Madagascar: Transport aérien - Nouvelle menace sur la sûreté et la sécurité aérienne

Air Madagascar continue à rencontrer des problèmes

La situation semble plutôt morose pour l'aviation civile malgache qui fait face à une crise qui risque de remettre en cause les acquis des efforts menés et qui avaient abouti à la levée de l'annexe B

La décision de l'Aviation civile française sur les vols d'Air Madagascar vers la France secoue également l'Aviation Civile de Madagascar, laquelle traverse aussi un moment de crise.

Réciprocité. Branlebas de combat du côté des responsables malgaches après ce coup de massue de l'aviation civile française qui a décidé, rappelons, d'interdire les vols passagers d'Air Madagascar au départ d'Antananarivo à destination de Paris. Cette décision consiste à interdire seulement les vols d'Air Madagascar dans le sens Tana-Paris. Autrement dit, les vols de rapatriement des ressortissants malgaches sur le trajet Paris-Tana sont encore autorisés. Visiblement, les autorités aériennes françaises ont appliqué le principe de réciprocité puisque la compagnie française Air France n'est pas également autorisée à effectuer des vols passagers sur le trajet Paris-Tana. Par contre, Air France effectue régulièrement les vols de rapatriement sur la destination Tana-Paris.

Cette décision française impacte négativement sur les trafics d'Air Madagascar qui a été obligée d'annuler le vol MD050 pour Paris. Un vol sujet à polémique puisque une partie des observateurs estiment qu'il n'est pas à 100% un vol de rapatriement mais en partie commercial. On apprend en tout cas qu'hier, les responsables d'Air Madagascar ont multiplié les réunions pour gérer cette situation. Si la compagnie veut continuer la liaison avec la France, elle sera obligée, soit de voler à vide, ce qui est improbable, soit d'effectuer un vol cargo au départ d'Ivato, avant de pouvoir transporter des passagers sur le sens inverse Paris-Tana, un exercice qui s'avère difficile en terme de profitabilité pour une compagnie qui est déjà dans une situation catastrophique.

Malaise. Et si Air Madagascar se bat pour sa survie, on apprend que la situation au niveau de l'Aviation Civile de Madagascar (ACM) se complique. Outre la gestion de ce cas compliqué provoqué par cette décision de l'aviation civile française, l'ACM rencontrerait des problèmes d'ordre interne.

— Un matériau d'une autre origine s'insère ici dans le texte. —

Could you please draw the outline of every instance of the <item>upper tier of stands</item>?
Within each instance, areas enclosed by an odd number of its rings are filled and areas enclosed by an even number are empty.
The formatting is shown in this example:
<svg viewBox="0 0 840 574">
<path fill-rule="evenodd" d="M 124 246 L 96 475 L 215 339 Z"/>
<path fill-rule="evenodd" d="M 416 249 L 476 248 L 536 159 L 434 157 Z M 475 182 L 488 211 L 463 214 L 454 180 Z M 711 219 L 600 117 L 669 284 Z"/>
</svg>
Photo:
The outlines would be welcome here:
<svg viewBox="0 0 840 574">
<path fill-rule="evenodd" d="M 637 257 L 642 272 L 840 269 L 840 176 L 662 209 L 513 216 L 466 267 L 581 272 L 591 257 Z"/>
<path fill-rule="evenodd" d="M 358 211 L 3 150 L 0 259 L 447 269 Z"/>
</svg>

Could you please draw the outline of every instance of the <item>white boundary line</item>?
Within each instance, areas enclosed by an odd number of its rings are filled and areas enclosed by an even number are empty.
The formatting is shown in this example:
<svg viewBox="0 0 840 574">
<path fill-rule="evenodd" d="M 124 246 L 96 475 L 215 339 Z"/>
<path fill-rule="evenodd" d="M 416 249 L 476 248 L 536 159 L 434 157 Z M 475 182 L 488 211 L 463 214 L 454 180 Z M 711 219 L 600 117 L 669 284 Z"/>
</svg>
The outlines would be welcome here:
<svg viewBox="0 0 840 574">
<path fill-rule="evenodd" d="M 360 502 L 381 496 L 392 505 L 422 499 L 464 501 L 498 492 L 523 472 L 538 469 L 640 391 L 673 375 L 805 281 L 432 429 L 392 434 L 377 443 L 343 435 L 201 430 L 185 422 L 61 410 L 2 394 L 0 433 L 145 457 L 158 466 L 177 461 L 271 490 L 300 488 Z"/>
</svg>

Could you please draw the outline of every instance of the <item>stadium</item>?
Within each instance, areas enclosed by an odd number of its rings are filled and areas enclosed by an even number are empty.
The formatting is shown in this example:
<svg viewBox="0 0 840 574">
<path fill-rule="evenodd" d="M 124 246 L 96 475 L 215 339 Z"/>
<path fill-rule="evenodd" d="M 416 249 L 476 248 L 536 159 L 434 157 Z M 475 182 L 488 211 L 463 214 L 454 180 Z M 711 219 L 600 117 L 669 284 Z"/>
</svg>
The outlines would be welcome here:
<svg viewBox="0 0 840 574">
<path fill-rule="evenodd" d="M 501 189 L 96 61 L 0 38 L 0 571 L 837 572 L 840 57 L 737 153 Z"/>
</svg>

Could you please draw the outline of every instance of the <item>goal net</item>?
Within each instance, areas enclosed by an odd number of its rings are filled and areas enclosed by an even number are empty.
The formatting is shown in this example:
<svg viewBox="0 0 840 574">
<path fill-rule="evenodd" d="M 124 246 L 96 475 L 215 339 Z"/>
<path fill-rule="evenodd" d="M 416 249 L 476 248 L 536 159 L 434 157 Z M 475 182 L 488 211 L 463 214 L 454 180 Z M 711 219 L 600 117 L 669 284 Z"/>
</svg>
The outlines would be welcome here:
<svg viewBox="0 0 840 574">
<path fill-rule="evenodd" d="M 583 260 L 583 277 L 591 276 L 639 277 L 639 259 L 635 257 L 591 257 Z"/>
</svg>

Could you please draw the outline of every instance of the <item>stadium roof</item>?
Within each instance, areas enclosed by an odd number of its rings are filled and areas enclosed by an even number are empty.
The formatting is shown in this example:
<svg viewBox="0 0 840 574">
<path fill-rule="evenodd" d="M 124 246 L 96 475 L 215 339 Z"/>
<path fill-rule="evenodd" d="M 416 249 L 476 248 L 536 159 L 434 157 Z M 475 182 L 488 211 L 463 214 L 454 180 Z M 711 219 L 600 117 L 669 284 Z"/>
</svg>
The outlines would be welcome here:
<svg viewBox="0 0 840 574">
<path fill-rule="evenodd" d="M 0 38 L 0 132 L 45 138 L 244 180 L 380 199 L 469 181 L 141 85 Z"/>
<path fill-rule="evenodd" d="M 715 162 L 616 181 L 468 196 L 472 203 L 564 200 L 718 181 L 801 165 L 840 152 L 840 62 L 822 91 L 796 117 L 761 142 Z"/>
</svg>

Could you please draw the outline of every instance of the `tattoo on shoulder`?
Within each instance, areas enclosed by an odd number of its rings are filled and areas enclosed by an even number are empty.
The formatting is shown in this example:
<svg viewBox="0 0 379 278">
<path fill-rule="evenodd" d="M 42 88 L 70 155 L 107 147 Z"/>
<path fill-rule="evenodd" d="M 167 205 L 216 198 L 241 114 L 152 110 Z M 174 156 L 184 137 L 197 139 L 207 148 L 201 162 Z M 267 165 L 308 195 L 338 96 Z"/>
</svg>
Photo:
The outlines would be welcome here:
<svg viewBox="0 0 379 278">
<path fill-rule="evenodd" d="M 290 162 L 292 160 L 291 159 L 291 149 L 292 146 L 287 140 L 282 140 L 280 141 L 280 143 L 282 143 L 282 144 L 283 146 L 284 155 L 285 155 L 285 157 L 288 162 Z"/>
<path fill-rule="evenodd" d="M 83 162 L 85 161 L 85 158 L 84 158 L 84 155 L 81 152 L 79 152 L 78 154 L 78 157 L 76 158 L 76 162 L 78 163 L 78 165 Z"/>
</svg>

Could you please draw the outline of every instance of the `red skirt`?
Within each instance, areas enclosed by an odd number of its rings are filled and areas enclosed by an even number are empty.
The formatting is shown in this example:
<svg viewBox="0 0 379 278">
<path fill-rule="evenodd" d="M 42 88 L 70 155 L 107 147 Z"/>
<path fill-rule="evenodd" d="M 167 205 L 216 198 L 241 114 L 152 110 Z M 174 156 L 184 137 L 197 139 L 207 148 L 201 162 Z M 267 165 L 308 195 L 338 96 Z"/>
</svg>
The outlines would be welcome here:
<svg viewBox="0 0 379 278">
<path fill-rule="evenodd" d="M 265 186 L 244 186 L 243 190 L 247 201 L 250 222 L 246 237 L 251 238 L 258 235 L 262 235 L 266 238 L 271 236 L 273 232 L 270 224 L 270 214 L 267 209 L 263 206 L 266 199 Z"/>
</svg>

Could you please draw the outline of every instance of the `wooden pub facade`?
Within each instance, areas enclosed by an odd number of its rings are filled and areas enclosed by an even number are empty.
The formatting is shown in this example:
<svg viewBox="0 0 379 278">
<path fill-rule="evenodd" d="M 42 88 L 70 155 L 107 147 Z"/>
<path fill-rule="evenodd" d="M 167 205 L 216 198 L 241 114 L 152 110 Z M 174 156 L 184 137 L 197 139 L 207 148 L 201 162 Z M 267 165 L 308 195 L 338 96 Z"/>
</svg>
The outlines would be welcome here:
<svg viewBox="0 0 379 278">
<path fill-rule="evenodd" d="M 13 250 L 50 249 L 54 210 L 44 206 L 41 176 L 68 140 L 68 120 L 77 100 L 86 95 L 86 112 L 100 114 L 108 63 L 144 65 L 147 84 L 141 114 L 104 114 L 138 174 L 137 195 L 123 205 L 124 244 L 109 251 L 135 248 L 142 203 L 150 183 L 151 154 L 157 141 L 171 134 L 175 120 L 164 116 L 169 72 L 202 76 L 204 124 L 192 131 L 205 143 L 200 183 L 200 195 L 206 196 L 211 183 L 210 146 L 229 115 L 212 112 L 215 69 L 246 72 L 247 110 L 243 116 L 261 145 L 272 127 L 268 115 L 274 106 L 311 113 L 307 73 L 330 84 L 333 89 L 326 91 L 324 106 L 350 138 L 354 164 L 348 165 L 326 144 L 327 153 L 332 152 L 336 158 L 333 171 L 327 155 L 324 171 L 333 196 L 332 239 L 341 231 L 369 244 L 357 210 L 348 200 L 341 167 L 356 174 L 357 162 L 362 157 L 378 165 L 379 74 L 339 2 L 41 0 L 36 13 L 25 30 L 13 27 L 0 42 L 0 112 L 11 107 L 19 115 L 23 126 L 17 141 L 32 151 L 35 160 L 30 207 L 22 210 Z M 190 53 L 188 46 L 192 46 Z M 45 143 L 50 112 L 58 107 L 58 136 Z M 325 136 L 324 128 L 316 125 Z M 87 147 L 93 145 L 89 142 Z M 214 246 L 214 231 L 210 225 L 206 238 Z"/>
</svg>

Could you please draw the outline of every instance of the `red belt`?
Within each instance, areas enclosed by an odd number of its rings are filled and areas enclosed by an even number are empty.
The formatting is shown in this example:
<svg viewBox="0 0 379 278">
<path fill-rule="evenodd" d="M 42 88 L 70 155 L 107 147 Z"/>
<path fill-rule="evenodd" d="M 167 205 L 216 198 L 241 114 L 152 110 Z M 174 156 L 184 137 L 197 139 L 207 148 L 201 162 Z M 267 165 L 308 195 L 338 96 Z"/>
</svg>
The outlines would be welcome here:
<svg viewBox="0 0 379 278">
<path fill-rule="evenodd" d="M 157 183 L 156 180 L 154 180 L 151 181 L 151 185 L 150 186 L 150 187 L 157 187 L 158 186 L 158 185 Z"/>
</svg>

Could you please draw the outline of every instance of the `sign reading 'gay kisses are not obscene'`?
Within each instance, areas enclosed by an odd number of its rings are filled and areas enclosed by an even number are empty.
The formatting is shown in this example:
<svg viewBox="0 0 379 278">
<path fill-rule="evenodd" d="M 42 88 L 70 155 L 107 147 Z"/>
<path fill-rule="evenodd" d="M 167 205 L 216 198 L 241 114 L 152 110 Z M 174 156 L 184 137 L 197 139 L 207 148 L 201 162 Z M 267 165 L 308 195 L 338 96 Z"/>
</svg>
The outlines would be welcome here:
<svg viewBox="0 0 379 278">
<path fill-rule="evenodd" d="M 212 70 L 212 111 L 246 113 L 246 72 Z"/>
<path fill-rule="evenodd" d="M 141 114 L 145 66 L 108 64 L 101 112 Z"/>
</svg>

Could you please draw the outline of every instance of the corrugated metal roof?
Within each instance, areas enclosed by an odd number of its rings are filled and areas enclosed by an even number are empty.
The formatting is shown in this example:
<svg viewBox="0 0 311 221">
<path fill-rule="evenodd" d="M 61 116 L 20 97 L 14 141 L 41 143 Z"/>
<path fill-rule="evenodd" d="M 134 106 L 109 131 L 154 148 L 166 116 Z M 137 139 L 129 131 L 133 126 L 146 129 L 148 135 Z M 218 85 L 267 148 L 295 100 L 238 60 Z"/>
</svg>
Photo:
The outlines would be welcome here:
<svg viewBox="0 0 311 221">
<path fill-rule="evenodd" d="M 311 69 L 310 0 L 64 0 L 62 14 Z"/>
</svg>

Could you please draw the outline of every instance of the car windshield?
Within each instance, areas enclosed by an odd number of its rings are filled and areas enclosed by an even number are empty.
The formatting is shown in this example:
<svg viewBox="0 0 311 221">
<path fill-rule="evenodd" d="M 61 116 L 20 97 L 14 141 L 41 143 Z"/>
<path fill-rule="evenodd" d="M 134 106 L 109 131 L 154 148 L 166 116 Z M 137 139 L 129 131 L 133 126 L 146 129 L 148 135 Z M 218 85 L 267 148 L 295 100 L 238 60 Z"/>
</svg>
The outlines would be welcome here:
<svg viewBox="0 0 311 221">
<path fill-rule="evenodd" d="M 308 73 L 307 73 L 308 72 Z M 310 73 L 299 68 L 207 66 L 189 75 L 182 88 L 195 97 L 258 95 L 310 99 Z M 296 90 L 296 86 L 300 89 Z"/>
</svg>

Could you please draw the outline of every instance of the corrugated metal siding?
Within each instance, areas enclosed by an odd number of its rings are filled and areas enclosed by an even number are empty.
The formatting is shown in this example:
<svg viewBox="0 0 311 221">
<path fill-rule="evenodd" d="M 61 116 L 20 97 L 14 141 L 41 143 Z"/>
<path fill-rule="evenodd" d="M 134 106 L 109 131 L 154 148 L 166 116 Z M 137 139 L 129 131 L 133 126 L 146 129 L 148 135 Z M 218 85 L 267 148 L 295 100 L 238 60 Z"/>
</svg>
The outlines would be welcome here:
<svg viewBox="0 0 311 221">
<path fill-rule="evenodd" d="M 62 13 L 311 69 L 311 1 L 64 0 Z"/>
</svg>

Une série de limogeages ou de changements de poste est en effet en cours au sein de cette autorité en charge de l'aviation civile. Pas plus tard qu'hier, un Directeur a été muté et son bureau scellé. Et ce ne serait pas un cas unique puisque ces derniers temps, nombreuses ont été les mutations de postes réalisées par l'actuelle Direction générale de l'ACM.

Selon des ressources qui ont requis l'anonymat, des techniciens de l'ACM sont mis à l'écart. En tout cas, le malaise s'installe au sein de l'ACM et on parle de plus en plus de la possibilité d'une contestation de la part des employés. Ce qui n'est évidemment pas sans risque sur la question de la sûreté et de la sécurité aérienne à Madagascar. On parle même dans le milieu de l'aviation civile de la possibilité d'un processus de retour à l'annexe B de l'Union européenne avec les manquements qui pourraient découler de cette chasse aux sorcières dont sont victimes les techniciens de l'ACM qui d'après certaines sources, semble mettre de côté sa véritable mission qui est de sauvegarder les acquis de la levée de l'annexe B, mais perd son temps dans des initiatives stériles comme les mutations injustifiées de postes. L'Organisation de l'Aviation Civile Internationale (OACI) serait déjà au courant de ces manquements et pourrait initier d'ici peu, un audit sur la sûreté et la sécurité aérienne à Madagascar. Point de départ d'un second annexe B ? Espérons que ce ne sera pas le cas.